A rare and extraordinary 1847 map of Firenze or Florence, Italy by Giuseppe Molini. This magnificently engraved map was originally drawn in 1731 by the Florentine architect Ferdinando Ruggieri. Oriented to the south, the map covers the old walled center of Florence as it extends on both sides of the Arno River. Offers superb detail at the street and building level showing towers, gardens, piazzas, palaces and in many cases individual trees. The title appears in a decorative frame in the upper left quadrant. Upper right quadrant features the lily symbol of Florence. An allegorical title cartouche in the lower left quadrant depicts a partially disrobed man leaning against a large urn with a lion, a popular Florentine icon called Marzocco, as his companion. Behind him are tall reeds partially blocking a magnificent view of the Palazzo Vecchio and the Duomo. Though printed in 1847 this map has been prepared in the 17th century style, by copperplate engraving, on thick laid paper. Firenze in 1847 was on the cusp of political transformation. One year following the production of this rare map the Grand Duke of Tuscany, responding to political demonstrations throughout Florence, granted a Tuscany its first constitution.
Giuseppe Molini (1772-1856) was a Florentine knight, bookseller, printer, publisher, bibliographer and librarian, active in the late 18th and early 19th century. Clients of Molini's Bookshop in Florence describe Molini as having "an open strongly-marked countenance", a "rare intelligence", and an willingness to share his bibliographical knowledge with any inquirer. The bookshop, a competitor of Galignani's, was located on the Via degli Archibusieri, near the Ponte Vecchio. Molini's Bookshop is known to have stocked a good selection of material in both English and Italian. His prosperous shop focused not only on the active tourist trade but also sold books to dignitaries and royal courts all over Europe. In addition to his retail establishment, Molini was the proprietor of All'insegna de Dante (Dante's Head Press) and Presso G. Molini, located at no. 823 Piazza di St. Maria in Campo. His publishing corpus includes numerous books ranging in scope from a history of Italy to a biography of the Italian artist Benvenuto Cellini. Molini closed his bookshop when he was appointed director of the Biblioteca Palatina which maintained the important book and manuscript collections of the Grand Dukes of Tuscany. Molini held this position until his death in 1856.

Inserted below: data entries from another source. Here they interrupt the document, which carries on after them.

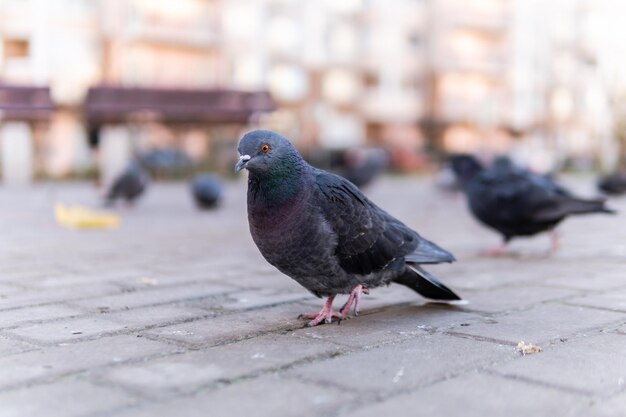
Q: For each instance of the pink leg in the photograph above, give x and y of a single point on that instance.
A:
(554, 241)
(326, 314)
(354, 297)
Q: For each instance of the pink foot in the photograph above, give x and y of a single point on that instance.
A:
(499, 250)
(326, 314)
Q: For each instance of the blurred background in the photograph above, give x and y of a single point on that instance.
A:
(87, 84)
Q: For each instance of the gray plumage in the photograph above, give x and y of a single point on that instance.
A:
(320, 230)
(129, 185)
(515, 201)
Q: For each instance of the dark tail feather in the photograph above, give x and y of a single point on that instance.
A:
(425, 284)
(572, 206)
(429, 253)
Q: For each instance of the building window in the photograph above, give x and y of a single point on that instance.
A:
(16, 48)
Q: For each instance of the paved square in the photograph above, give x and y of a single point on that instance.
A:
(176, 313)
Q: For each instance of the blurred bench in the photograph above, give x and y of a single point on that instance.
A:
(110, 109)
(21, 107)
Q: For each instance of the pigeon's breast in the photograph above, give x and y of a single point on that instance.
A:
(297, 240)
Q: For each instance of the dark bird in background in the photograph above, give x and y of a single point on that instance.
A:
(613, 184)
(206, 190)
(320, 230)
(361, 166)
(129, 185)
(517, 202)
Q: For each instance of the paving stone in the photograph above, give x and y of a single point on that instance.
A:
(476, 395)
(184, 373)
(66, 330)
(541, 324)
(152, 296)
(602, 278)
(230, 327)
(154, 316)
(65, 398)
(391, 324)
(11, 346)
(39, 364)
(611, 300)
(268, 396)
(504, 299)
(57, 295)
(406, 364)
(250, 299)
(612, 407)
(16, 317)
(595, 364)
(188, 279)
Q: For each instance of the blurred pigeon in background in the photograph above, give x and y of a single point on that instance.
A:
(129, 185)
(206, 190)
(166, 163)
(613, 184)
(516, 202)
(361, 166)
(320, 230)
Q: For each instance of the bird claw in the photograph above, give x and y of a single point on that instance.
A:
(327, 313)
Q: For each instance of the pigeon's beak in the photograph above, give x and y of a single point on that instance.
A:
(243, 160)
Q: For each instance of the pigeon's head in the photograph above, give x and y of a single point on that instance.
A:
(263, 151)
(465, 167)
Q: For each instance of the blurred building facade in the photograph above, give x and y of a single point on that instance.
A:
(412, 74)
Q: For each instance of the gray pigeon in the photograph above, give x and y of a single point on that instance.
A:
(516, 202)
(129, 185)
(320, 230)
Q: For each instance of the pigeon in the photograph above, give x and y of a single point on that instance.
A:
(361, 166)
(613, 184)
(319, 229)
(517, 202)
(206, 190)
(128, 186)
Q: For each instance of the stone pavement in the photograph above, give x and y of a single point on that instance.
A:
(176, 313)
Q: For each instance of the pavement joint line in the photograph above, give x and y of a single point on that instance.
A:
(539, 382)
(224, 382)
(84, 371)
(613, 310)
(481, 338)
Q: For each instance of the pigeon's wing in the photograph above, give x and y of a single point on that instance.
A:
(368, 238)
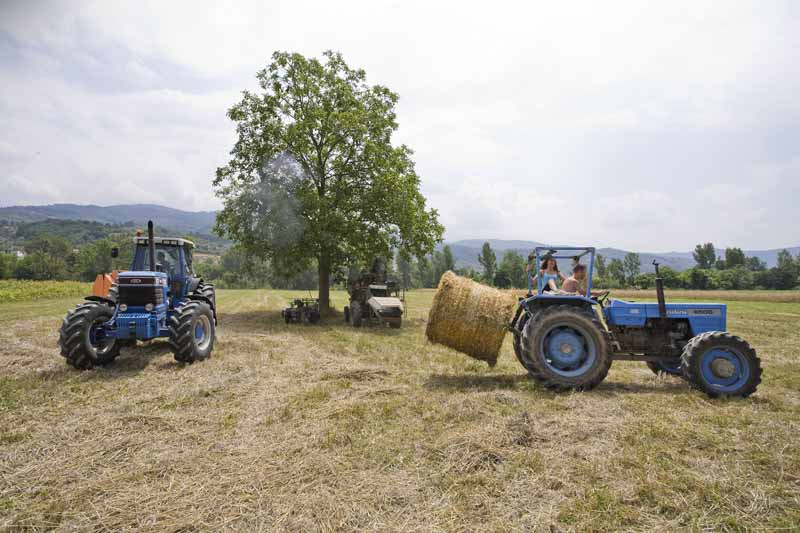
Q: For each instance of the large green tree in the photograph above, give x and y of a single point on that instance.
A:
(705, 255)
(512, 268)
(631, 265)
(734, 257)
(314, 177)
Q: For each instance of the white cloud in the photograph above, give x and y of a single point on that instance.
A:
(639, 125)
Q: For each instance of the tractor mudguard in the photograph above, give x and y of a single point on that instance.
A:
(199, 298)
(101, 300)
(193, 284)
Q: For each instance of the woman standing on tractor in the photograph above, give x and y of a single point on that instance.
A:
(549, 273)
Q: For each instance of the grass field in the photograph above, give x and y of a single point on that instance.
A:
(303, 428)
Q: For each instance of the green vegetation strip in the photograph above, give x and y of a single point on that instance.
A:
(13, 290)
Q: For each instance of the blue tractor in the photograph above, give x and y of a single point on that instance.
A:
(568, 340)
(159, 297)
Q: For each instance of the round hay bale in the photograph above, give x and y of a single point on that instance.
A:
(470, 317)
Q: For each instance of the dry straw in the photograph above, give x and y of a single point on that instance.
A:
(469, 317)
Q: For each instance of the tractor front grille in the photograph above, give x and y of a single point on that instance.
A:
(140, 295)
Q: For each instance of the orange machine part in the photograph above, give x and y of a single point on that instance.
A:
(103, 282)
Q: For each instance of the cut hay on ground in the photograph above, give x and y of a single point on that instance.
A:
(470, 317)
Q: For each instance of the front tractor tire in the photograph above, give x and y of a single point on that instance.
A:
(564, 347)
(721, 364)
(192, 332)
(207, 291)
(81, 337)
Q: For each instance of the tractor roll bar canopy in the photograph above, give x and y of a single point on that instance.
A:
(560, 252)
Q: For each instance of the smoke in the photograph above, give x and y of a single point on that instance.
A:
(277, 213)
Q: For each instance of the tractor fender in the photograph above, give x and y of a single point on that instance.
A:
(193, 284)
(102, 300)
(199, 298)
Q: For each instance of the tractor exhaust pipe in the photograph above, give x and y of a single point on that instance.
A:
(151, 244)
(662, 303)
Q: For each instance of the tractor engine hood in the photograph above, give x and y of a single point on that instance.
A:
(383, 304)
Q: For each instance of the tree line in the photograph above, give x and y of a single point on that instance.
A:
(732, 271)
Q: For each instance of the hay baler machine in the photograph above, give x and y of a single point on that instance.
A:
(374, 300)
(568, 341)
(304, 310)
(159, 297)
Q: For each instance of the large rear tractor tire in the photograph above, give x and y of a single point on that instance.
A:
(192, 332)
(355, 314)
(565, 347)
(81, 338)
(721, 364)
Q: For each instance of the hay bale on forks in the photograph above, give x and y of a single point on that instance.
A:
(470, 317)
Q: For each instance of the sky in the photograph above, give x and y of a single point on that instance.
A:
(649, 126)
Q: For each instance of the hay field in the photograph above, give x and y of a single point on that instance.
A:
(295, 428)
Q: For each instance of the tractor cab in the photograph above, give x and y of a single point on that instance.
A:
(173, 257)
(540, 295)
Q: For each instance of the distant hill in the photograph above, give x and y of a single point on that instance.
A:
(200, 222)
(466, 253)
(15, 235)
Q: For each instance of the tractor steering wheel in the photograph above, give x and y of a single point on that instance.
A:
(602, 297)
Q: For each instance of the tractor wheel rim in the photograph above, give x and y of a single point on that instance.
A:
(202, 332)
(97, 339)
(568, 350)
(724, 369)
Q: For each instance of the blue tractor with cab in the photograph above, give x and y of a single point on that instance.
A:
(159, 297)
(569, 340)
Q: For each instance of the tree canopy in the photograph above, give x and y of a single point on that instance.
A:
(313, 176)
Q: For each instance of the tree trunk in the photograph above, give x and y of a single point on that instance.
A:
(324, 285)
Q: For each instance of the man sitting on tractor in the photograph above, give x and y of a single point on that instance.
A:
(576, 283)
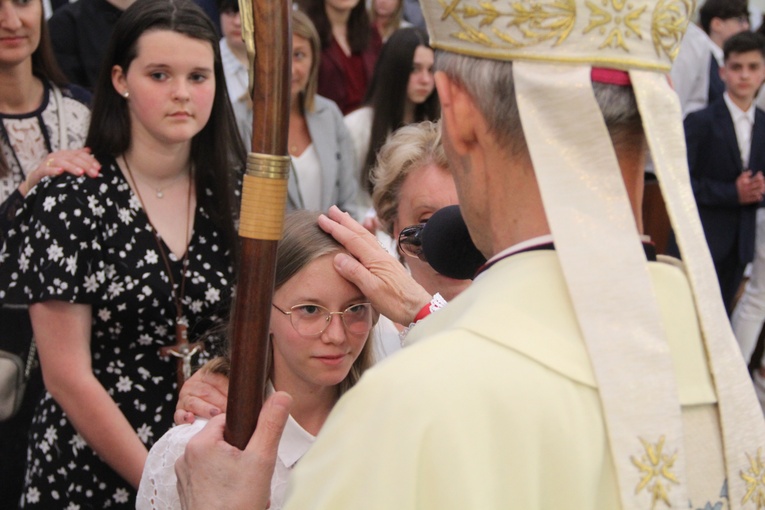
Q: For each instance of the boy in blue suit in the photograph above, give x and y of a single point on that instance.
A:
(726, 157)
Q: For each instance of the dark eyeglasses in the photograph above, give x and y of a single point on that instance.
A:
(410, 241)
(312, 320)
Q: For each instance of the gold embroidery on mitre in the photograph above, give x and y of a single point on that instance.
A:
(656, 468)
(621, 16)
(668, 24)
(622, 34)
(525, 23)
(755, 481)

Ferdinando Ruggieri (1691 - 1741) was an important Italian architect and artist active in Florence in the early part of the 18th century. Ruggieri was instrumental in developing and defining the Italian Baroque movement. His most important work is considered to be the stunning c. 1715 left façade of the Complesso di San Firenze, in Florence. His is also highly regarded for his design of the Palazzo di Gino Capponi in 1740. His cartographic endeavors include only one map, his important 1731 Pianta Della Citta di Firenze which would become the standard map of Florence for the next 150 years.
Very good condition. Minor toning and wear along original fold lines. Folds into original marbled paper binder.
Boston Public Library, Leventhal Map Center, G6714.F5 1847.M6. Boffito, A., Firenze nelle Vedute e Piante, p.78-9.